READ MORE: Prehabilitation Lowers Episode Costs Under Bundled Payment Models

“In October, participants will get data and then we'll have to sign agreements in November. It's already a very tight turnaround, especially if you're going to add episodes to stay with the episodes that you're already in,” Pittman stated.

Additionally, providers will be stuck with the episodes they chose for Model Year 4 for the next three years.

“That is our concern, that it's going to require too much effort or having too little time to really think through what your best strategy is before having to sign an agreement,” Pittman said.

The other major change to BPCI Advanced – the retrospective trend adjustment – is less concerning to policy experts despite Smith’s emphasis on the change’s ability to reduce model losses in the long term.

It is hard for the experts to say how the new trend method will impact target prices though.
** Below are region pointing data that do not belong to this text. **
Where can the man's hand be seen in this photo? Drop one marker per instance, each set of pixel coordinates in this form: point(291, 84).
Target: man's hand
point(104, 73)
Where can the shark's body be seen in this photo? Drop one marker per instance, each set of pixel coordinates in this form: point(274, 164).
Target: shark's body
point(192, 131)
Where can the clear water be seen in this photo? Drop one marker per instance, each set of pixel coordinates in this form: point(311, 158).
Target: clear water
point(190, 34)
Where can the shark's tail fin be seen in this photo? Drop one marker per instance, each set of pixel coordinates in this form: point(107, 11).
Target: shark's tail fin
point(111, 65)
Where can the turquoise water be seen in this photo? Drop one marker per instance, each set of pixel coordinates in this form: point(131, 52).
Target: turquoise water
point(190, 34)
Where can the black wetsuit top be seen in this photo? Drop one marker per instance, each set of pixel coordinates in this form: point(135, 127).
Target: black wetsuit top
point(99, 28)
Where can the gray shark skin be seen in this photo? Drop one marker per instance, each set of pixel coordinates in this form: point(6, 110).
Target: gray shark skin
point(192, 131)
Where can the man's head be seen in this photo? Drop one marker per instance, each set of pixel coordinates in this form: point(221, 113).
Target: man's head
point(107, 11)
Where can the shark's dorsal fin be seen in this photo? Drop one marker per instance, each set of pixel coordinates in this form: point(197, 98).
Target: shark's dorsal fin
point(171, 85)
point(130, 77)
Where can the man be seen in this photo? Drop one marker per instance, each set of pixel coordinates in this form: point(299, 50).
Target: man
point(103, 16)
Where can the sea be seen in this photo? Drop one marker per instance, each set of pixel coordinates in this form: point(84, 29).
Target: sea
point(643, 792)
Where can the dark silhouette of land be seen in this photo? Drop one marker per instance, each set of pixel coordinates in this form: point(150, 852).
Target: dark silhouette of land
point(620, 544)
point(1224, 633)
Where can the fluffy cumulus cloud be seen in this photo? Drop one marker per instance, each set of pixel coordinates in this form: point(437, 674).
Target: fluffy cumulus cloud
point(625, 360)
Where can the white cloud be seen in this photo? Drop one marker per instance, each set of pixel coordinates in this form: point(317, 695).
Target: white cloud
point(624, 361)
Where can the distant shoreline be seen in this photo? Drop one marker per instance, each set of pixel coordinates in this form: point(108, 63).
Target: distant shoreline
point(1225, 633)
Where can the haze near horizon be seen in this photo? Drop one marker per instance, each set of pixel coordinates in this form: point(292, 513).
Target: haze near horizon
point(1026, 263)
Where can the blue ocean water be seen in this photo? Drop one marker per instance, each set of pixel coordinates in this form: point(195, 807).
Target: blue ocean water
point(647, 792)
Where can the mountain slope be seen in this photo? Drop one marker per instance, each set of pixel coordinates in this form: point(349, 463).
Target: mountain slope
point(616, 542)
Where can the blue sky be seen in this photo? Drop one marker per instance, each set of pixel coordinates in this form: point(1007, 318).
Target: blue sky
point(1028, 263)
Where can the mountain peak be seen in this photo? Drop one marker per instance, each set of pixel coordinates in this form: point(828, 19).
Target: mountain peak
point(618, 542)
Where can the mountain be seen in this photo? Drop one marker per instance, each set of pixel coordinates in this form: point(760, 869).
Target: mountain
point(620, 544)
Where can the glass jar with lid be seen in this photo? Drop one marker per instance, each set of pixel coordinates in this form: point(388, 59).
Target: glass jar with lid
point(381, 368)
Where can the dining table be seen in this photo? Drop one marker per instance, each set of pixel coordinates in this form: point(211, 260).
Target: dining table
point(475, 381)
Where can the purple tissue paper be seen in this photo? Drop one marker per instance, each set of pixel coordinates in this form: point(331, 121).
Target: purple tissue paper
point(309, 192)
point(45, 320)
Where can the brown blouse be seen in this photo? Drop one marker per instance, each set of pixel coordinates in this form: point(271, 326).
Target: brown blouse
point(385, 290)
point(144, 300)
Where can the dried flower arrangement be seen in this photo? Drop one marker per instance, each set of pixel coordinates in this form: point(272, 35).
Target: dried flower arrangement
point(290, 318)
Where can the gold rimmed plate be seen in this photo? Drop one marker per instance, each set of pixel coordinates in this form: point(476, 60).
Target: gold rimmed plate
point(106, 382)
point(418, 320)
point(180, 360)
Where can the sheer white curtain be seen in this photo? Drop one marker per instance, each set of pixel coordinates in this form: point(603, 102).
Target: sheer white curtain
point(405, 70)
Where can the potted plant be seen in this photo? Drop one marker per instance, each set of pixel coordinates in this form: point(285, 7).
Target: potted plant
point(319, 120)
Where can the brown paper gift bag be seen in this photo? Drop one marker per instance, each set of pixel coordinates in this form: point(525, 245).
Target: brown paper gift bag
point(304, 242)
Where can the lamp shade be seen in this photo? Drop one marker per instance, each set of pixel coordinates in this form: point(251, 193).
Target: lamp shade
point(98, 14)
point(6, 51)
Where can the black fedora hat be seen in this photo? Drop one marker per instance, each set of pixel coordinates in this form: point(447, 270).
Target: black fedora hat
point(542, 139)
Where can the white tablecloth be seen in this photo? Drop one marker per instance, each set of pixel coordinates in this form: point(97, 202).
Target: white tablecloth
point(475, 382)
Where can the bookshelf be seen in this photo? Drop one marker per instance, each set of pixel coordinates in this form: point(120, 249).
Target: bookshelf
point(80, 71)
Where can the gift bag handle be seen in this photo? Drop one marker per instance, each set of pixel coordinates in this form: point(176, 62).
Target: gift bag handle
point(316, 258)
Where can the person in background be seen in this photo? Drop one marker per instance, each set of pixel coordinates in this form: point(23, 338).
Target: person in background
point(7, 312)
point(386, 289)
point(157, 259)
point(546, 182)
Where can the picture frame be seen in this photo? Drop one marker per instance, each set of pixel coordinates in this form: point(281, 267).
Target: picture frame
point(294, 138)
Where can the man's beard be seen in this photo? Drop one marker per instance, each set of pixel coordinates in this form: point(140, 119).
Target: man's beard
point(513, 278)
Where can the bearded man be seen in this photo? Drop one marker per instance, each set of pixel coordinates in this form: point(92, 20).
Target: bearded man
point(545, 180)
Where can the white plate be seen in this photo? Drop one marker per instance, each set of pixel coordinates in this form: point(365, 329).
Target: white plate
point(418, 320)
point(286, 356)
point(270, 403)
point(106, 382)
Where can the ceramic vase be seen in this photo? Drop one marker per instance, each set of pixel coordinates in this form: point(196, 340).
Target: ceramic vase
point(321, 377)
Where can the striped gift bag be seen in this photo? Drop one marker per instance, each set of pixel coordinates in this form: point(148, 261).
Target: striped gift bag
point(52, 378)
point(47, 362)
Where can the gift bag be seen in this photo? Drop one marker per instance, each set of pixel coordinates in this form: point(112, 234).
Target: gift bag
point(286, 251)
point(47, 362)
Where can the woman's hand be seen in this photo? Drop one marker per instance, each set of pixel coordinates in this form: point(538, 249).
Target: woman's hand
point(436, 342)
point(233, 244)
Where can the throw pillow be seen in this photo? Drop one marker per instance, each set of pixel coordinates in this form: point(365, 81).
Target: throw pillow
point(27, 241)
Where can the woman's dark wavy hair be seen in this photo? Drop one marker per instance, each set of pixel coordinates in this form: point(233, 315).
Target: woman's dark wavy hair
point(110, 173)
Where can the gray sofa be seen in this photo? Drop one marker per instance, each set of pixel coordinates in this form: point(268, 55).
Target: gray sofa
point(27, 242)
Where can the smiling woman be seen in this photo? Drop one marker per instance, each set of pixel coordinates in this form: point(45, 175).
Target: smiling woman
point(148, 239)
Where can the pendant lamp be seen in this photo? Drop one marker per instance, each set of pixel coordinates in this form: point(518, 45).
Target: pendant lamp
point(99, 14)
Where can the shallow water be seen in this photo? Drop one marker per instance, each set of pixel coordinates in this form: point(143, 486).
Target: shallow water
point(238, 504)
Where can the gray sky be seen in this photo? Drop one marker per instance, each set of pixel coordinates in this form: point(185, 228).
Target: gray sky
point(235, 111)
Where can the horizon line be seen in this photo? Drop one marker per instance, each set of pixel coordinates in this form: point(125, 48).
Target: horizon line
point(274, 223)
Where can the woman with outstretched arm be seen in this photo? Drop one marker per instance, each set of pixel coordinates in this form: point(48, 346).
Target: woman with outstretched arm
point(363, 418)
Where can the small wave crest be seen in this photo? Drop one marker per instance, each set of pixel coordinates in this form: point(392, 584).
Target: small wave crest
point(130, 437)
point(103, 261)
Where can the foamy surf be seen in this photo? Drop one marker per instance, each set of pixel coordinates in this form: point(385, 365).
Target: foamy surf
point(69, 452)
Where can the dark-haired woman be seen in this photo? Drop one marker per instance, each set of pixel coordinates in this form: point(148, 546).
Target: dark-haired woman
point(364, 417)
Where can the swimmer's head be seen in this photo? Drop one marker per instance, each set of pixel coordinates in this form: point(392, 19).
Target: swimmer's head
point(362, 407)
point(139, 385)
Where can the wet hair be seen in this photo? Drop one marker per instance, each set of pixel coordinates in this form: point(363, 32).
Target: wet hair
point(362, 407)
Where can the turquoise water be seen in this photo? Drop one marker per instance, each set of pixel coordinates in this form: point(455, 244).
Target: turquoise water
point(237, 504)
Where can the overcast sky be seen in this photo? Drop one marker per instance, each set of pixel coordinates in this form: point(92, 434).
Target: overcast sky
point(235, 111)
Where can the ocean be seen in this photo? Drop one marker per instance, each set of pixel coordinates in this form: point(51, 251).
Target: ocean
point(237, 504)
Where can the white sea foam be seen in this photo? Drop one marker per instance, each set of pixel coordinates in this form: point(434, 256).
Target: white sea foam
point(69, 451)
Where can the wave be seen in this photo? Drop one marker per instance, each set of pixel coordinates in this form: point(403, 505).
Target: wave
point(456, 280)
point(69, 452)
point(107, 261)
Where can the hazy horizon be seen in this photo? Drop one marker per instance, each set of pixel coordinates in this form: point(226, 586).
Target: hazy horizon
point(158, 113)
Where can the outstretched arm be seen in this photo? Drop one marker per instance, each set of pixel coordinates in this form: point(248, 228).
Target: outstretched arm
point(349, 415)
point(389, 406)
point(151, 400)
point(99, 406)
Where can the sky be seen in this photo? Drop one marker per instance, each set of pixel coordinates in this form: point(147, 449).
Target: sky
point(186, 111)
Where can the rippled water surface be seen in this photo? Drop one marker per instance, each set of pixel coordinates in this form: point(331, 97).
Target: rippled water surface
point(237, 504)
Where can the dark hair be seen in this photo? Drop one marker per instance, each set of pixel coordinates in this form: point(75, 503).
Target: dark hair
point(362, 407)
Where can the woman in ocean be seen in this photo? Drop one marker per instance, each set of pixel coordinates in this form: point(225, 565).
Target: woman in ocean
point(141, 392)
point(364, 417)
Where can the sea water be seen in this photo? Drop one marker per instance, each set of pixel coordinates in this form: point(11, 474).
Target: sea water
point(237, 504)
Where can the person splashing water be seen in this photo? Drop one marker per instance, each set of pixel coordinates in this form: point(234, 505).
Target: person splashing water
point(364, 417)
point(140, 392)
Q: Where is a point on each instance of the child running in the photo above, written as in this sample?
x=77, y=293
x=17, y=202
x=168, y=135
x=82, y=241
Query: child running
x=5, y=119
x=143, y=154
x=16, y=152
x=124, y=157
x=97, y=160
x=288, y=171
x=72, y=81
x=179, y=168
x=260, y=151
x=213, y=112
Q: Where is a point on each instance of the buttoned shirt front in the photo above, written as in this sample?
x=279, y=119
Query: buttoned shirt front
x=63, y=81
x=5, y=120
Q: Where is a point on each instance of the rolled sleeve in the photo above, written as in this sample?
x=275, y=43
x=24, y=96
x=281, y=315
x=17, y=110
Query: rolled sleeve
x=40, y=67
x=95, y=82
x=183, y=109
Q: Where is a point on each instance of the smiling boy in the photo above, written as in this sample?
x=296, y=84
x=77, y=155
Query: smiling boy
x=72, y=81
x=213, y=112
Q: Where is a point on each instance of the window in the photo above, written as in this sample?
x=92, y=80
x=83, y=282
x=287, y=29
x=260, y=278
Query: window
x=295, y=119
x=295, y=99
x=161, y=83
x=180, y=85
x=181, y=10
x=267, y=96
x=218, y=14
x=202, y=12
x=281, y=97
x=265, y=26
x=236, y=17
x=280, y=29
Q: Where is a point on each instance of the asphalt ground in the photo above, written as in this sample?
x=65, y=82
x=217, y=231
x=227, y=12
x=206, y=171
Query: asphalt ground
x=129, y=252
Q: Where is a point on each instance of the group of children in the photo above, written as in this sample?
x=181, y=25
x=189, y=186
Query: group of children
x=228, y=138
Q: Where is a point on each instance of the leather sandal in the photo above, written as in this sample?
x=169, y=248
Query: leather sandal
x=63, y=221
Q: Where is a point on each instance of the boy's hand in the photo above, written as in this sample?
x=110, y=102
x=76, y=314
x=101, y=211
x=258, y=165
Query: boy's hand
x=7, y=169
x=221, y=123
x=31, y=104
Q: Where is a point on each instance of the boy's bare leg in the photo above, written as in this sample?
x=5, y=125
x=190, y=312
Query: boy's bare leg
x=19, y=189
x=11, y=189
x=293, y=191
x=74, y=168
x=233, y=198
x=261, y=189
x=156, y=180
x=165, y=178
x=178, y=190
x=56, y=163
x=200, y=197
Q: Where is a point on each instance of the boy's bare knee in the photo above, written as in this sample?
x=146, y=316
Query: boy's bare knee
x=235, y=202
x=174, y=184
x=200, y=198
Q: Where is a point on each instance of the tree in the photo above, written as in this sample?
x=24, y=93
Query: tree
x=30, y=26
Some participants may have benefitted from a purely prospectively set target price, but the change could make target prices fairer moving forward.

The new target price methodology could, for example, account for changes in utilization caused by COVID-19 while still using the favored prospective calculations, Dreyer stated.

But BPCI Advanced participation is likely to fall under all the changes in Model Year 4, even though the number of clinical episodes in the model could still increase since the remaining participants will take on groups of clinical episodes.

But CMS seems to have a plan to encourage participation.

The announcement of an upcoming mandatory bundled payments model could be the agency’s incentive to get participants to stay in BPCI Advanced, Dreyer hypothesized.

“Under the logic, it's better to participate now at the voluntary and develop the clinical buy-in, develop staffing and the infrastructure to be successful before it becomes mandatory,” Dreyer said.

CMS has already indicated that it may not learn much from the BPCI Advanced model.

The model’s first evaluation report released earlier this summer showed that results are unlikely to translate to other providers despite greater participation rates compared to BPCI.

The model’s voluntary nature may be the culprit, the report stated.

“Because the hospitals chose clinical episodes for which they had higher episode payments, they stand a better chance of reducing episode payments than they would have with lower episode payments,” it stated. “Similarly, PGPs may make strategic choices in the TINs to use for billing purposes to boost their chances of achieving NPRA [Net Payment Reconciliation Amounts].”

“All of these factors will make it challenging to generalize the results of BPCI Advanced to a larger or different group of participants,” authors of the report stressed.

A mandatory bundled payment model is the Innovation Center’s logical next step, Smith stated in the email.